Agnes hasste es, sich zu verkleiden.

In ihrem letzten Schuljahr in Hogwarts hatte sie sich immer verkleidet – sie hatte ihre Narben im Gesicht mit einem Zauber bedeckt, damit niemand sie sehen konnte.

Aber das hatte sich geändert, als sie Hogwarts verlassen hatte. Sie hatte akzeptiert, dass sie ein Werwolf war und mit Freds Hilfe hatte sie eingesehen, dass der Fluch nicht das Ende ihres Lebens bedeutete. Fred hatte sie so akzeptiert, wie sie war – mit hässlichen Narben, monatlichen Verwandlungen und schlimmen Stimmungsschwankungen.

Aber jetzt legte sie wieder den Zauber über ihr Gesicht und sah dabei zu, wie die Narben verschwanden und sie ihrer Mutter ähnlicher wurde.

Natürlich war das nicht das einzige, das sie verändern musste, wie Konstantin ihr befohlen hatte. Sie zähmte ihre Locken ein bisschen, sodass sie etwas ordentlicher aussahen, wie die ihrer Mutter.

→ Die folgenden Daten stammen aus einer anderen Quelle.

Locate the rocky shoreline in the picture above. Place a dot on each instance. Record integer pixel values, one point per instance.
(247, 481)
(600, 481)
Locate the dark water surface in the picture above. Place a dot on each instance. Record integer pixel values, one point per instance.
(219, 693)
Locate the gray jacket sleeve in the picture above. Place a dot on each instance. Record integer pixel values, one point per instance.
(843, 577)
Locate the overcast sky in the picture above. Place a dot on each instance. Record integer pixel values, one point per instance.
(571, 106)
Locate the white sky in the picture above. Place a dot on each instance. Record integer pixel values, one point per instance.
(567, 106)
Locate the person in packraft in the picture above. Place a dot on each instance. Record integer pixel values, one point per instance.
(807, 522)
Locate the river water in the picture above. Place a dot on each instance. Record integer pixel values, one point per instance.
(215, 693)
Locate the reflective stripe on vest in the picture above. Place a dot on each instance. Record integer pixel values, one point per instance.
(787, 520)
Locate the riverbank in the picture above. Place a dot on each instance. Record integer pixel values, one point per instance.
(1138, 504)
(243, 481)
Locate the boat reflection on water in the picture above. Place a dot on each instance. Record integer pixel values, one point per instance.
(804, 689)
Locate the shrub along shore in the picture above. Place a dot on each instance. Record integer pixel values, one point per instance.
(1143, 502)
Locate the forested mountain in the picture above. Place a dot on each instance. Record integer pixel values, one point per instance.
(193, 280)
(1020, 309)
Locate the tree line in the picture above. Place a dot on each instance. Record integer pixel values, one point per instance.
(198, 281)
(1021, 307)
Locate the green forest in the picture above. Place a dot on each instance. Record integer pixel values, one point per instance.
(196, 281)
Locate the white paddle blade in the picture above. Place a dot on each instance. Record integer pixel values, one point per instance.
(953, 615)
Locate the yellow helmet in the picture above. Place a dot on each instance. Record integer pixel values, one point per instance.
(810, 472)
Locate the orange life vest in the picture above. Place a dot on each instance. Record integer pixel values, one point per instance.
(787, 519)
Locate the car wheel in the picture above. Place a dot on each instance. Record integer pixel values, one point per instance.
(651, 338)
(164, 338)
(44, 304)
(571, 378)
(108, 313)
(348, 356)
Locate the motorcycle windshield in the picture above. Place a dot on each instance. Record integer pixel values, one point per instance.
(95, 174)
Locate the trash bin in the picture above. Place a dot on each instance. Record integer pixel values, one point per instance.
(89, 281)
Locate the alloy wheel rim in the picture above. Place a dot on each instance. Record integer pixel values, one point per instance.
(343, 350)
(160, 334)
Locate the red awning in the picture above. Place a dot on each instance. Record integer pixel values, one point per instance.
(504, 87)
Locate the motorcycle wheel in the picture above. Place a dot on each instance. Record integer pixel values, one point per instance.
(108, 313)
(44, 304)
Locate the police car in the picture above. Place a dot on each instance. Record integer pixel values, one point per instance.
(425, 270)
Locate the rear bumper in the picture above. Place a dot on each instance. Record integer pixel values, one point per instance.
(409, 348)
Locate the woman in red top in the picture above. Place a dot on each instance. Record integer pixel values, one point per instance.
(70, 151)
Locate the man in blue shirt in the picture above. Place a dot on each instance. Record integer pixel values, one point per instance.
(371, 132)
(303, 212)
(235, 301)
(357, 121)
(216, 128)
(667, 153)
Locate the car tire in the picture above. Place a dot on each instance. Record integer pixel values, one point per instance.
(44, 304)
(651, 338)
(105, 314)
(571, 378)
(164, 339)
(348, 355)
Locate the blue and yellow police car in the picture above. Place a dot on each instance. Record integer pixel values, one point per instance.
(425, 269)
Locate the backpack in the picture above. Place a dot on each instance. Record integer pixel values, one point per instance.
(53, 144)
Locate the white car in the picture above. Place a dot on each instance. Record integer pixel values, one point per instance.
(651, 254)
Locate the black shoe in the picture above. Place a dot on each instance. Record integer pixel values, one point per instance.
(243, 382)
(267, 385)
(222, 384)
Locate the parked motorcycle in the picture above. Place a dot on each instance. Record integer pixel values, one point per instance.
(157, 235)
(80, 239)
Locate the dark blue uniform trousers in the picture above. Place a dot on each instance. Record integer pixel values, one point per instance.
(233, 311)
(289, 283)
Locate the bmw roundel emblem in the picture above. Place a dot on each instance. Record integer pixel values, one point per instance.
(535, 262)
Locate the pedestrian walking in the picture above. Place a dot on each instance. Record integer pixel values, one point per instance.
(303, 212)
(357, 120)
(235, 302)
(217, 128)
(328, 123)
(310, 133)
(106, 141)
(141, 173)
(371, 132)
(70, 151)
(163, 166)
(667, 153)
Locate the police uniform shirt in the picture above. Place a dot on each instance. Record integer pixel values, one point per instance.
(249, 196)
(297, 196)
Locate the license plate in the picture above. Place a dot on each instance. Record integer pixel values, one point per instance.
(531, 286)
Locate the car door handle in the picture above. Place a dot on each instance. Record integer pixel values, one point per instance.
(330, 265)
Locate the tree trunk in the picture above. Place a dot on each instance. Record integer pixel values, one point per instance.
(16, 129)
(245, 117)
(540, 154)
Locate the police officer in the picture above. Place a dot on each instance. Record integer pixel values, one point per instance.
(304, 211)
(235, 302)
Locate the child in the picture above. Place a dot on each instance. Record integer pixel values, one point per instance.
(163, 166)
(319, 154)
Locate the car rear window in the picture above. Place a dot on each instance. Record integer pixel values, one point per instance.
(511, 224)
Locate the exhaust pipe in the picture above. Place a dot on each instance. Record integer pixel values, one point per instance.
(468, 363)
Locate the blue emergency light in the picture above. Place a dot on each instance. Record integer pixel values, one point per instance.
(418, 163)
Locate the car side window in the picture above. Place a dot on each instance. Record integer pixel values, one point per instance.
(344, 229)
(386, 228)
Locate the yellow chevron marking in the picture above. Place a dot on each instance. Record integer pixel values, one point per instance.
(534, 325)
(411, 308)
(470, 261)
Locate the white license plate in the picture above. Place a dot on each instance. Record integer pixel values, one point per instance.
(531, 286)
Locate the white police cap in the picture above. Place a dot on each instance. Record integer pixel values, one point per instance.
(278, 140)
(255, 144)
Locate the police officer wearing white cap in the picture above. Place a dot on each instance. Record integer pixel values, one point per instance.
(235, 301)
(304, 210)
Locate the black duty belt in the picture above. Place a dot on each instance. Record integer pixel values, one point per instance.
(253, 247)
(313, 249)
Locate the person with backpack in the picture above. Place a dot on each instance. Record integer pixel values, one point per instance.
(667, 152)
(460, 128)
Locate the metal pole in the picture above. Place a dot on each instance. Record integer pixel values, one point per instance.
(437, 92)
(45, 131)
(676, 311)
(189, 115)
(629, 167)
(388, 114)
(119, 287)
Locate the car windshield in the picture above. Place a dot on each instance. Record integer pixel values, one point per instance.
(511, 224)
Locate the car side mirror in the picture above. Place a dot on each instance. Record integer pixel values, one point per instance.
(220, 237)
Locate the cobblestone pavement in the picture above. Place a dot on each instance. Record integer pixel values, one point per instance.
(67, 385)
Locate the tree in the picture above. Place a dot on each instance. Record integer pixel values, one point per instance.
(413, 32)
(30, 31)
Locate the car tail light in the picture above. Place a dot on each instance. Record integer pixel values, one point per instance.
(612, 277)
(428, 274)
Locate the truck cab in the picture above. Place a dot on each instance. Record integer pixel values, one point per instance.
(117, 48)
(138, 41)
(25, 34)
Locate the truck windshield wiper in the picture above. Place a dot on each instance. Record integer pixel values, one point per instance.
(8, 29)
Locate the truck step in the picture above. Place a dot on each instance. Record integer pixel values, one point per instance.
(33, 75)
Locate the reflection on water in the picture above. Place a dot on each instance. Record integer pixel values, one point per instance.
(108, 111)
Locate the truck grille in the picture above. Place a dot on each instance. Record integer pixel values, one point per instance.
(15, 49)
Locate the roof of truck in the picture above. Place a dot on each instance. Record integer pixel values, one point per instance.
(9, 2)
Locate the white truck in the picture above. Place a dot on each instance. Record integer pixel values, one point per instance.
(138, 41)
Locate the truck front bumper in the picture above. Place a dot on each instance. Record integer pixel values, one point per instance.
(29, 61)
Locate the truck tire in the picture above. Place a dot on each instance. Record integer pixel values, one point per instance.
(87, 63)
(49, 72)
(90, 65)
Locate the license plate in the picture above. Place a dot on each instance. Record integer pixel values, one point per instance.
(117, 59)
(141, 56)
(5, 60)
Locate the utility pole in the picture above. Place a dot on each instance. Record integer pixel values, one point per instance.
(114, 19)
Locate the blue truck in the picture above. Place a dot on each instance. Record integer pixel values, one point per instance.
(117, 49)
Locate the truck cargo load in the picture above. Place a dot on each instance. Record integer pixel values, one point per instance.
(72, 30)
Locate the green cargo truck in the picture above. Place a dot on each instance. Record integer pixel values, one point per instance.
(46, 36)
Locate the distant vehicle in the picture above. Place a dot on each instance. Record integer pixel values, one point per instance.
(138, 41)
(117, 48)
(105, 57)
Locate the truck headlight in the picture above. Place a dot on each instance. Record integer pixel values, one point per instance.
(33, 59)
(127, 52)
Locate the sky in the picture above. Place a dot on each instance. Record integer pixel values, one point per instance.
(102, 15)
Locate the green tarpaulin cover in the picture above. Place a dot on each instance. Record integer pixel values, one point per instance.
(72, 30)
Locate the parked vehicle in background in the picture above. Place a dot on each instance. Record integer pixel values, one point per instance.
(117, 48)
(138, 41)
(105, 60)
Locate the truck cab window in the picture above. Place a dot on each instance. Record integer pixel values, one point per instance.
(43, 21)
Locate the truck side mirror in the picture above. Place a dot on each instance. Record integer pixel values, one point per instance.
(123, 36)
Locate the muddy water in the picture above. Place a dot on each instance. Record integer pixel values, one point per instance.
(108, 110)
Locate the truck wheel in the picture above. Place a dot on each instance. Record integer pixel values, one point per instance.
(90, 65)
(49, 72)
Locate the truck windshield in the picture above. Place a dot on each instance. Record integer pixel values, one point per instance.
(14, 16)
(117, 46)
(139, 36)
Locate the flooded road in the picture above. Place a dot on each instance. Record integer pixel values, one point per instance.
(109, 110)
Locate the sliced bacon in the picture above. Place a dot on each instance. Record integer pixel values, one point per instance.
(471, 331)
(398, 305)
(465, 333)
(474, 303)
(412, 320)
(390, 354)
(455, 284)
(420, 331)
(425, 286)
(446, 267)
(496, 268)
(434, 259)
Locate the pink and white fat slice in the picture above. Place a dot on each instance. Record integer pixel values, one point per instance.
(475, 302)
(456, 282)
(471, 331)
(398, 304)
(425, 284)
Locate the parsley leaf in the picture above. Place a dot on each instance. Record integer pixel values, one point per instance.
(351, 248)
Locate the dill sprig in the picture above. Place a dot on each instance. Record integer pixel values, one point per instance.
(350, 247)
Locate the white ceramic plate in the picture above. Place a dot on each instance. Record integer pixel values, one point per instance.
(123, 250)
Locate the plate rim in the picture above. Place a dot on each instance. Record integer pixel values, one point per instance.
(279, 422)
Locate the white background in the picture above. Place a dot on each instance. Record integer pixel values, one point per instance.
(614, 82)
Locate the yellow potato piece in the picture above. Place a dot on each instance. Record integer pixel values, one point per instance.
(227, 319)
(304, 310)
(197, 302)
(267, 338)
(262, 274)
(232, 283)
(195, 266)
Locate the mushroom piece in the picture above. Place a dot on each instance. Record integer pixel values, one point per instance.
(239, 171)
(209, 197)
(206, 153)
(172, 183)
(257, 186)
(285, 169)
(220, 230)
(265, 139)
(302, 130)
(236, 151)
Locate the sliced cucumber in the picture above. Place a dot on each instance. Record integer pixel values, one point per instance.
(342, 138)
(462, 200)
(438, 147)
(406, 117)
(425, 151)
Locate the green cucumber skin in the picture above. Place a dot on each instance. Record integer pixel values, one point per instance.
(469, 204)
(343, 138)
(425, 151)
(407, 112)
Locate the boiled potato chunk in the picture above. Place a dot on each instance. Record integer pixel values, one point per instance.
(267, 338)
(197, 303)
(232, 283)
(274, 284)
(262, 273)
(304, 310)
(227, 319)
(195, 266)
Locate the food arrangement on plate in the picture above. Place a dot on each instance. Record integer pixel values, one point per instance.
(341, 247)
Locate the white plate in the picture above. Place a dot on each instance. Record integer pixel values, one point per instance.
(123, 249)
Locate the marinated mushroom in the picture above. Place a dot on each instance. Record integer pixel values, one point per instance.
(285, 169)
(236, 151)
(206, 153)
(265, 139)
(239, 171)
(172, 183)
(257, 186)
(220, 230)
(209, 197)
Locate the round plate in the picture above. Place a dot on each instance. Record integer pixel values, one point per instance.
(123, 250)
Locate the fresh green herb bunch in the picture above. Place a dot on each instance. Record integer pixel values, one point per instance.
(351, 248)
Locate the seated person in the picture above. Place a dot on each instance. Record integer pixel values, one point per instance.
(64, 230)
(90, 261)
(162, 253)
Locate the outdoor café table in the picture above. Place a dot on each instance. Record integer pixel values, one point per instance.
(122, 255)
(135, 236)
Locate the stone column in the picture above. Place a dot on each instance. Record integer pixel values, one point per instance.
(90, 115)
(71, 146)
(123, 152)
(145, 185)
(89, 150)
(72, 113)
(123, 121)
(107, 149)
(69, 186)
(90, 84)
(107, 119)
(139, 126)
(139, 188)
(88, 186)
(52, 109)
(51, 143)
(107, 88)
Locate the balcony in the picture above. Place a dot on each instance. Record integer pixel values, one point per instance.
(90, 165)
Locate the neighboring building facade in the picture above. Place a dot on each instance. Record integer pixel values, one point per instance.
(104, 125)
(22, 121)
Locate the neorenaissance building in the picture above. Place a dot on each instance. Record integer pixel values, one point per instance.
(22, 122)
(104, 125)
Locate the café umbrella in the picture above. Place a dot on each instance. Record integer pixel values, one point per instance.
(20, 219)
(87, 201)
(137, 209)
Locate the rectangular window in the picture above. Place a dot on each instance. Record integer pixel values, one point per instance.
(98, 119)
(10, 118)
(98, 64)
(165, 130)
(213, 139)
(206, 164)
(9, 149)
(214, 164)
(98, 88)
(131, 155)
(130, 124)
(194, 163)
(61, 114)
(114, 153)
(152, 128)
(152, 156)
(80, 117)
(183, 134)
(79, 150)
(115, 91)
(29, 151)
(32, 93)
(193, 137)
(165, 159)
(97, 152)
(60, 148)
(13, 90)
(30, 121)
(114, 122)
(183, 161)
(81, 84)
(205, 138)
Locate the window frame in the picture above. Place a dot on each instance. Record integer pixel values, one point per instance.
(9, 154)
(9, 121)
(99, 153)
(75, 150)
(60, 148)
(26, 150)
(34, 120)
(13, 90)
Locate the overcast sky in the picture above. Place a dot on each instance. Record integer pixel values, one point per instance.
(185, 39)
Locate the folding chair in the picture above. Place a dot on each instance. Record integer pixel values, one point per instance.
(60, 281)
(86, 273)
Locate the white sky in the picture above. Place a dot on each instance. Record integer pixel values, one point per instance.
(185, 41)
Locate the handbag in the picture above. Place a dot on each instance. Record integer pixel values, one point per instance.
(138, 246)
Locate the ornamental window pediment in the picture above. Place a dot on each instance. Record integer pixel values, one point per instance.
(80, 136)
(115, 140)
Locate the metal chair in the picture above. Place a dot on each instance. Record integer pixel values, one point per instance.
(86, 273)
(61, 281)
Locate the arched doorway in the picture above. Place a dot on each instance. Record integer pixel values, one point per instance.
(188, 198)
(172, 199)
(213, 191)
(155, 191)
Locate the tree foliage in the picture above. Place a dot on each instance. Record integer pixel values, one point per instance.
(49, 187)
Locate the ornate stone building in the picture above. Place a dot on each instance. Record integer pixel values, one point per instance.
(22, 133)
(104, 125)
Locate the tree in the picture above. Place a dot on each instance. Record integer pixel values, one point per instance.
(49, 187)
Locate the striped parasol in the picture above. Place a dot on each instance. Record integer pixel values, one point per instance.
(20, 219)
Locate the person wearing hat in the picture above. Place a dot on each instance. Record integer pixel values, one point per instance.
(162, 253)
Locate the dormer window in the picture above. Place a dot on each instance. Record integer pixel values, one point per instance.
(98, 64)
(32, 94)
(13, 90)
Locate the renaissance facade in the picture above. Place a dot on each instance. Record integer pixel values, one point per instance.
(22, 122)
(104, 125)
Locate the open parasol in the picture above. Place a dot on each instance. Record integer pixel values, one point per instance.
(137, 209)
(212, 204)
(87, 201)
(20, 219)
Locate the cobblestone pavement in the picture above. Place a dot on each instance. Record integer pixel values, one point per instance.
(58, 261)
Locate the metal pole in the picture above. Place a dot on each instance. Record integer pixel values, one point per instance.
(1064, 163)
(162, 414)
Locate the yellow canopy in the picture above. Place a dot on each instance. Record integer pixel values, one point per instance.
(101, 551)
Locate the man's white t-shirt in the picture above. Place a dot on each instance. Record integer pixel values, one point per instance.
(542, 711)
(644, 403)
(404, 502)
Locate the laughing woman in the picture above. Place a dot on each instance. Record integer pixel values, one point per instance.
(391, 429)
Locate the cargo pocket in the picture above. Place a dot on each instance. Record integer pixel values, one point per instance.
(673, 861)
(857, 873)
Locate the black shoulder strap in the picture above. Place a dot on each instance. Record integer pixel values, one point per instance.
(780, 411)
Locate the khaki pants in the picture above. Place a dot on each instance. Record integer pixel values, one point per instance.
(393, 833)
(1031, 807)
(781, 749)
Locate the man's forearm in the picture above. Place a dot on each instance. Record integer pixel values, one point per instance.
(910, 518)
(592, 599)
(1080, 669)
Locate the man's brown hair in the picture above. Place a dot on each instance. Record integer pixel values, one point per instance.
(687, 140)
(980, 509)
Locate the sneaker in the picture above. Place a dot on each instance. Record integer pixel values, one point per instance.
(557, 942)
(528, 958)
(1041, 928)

Sie zog die Kleidung an, die Tonky ihr besorgt hatte und dazu noch schwarze Handschuhe, die auch noch die Narben an ihren Händen verdeckten.

Ihre Haare steckte sie elegant hoch, wobei ihr Konstantin half und sie hatten mit Zauber Blumen schwarz eingefärbt, die sie sich ebenfalls ins Haar steckte.

Tia hatte das dunkle Mal auf ihrem Unterarm gemalt und es sah so realistisch aus, dass man auf dem ersten Blick gar nicht erkennen konnte, dass es nicht wirklich in die Haut eingebrannt war.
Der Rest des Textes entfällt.